Peach & Rasberry Cobbler
From the kitchen of:

Royal Sonesta Harbor Court Baltimore

Executive Chef Josean Rosado




4 Peaches, ripe

2 pints Raspberries

1 pound Butter, unsalted

4 ounces Sugar, granulated

2 ounces Grand Marnier, Peach (optional)

8 ounces Streusel*

Mint garnish


1 cup Brown sugar

½ cup All-purpose flour

½ cup Old fashioned oats

½ cup Butter, cold

Method of Preparation

Cobbler: Cut the peaches in wedges and sauté lightly in the butter.  Deglaze with Grand Marnier. Sprinkle the sugar and continue cooking until the peaches have some color and they are al dente. Add half of the peaches and coat well with the liquid.

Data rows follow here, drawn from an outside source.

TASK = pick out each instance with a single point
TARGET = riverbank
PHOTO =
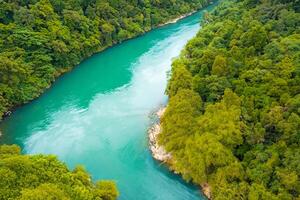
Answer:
(60, 72)
(172, 21)
(160, 154)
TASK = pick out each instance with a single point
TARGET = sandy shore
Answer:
(159, 153)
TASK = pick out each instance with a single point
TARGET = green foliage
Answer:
(40, 39)
(41, 177)
(244, 139)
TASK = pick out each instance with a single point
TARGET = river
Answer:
(98, 115)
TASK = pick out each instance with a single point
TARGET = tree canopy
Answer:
(41, 39)
(39, 177)
(233, 119)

Arrange the peaches in mason jars around the edge.  Fill the middle with the raspberries. Once all mason jars are filled, top with the streusel mix. Bake in the over until the streusel is golden brown and peach mix is heated through.

Garnish with fresh raspberries and mint.

Streusel: In a medium bowl whisk together brown sugar, flour and oats. Chop the butter into small pieces and add to mixture. Work the butter into the mixture until you get pea-size crumbs. Keep cold until ready to top pie.